Length: c. 7 minutes
Orchestration: 2 flutes (2nd = piccolo), 2 oboes (2nd = English horn), 2 clarinets (2nd = bass clarinet), 2 bassoons (2nd = contrabassoon), 3 horns, 2 trumpets, 2 trombones, timpani, percussion (bass drum, crotales, marimba, tam-tam, vibraphone), and strings
First Los Angeles Philharmonic performances
Invisible Overture was commissioned and premiered by the Orchestre National de Lorraine, Diego Masson conducting, at the Acanthes Festival, June 12, 2008.
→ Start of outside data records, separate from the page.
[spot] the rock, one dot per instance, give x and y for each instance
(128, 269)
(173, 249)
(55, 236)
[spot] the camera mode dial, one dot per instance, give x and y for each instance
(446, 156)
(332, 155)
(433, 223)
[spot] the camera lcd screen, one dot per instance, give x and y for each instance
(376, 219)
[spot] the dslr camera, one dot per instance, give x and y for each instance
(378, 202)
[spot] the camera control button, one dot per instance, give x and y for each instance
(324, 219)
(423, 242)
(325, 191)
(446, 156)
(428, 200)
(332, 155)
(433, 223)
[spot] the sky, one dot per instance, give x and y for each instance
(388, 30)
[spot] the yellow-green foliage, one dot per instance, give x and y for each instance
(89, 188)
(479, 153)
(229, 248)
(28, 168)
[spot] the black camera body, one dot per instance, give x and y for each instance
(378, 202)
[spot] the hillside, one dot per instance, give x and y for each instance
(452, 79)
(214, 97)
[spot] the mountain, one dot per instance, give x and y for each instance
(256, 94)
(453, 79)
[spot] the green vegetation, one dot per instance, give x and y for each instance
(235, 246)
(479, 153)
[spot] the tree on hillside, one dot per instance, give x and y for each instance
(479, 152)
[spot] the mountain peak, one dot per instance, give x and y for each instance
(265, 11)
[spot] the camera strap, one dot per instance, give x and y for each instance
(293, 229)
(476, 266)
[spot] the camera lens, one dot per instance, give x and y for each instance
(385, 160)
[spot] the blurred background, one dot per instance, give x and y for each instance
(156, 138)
Invisible Overture was originally conceived as the opening to my opera based on Italo Calvino’s novel Invisible Cities. Calvino’s novel takes place in the court of an aged Kublai Khan, where the young Marco Polo describes the many cities he visited to the great Khan. The Overture reflects the apprehension of the old emperor about his future: in the music, sudden pangs of disquietude punctuate the sensuous texture of the work. As the Overture proceeds, the Khan is slowly completely overwhelmed by his anxiety.
However, as the composition process for Invisible Cities evolved, it became apparent to me the work did not need an overture. Thus Invisible Overture was orphaned from the opera; it has become a stand-alone work for orchestra. In turn, the title now seems more appropriate.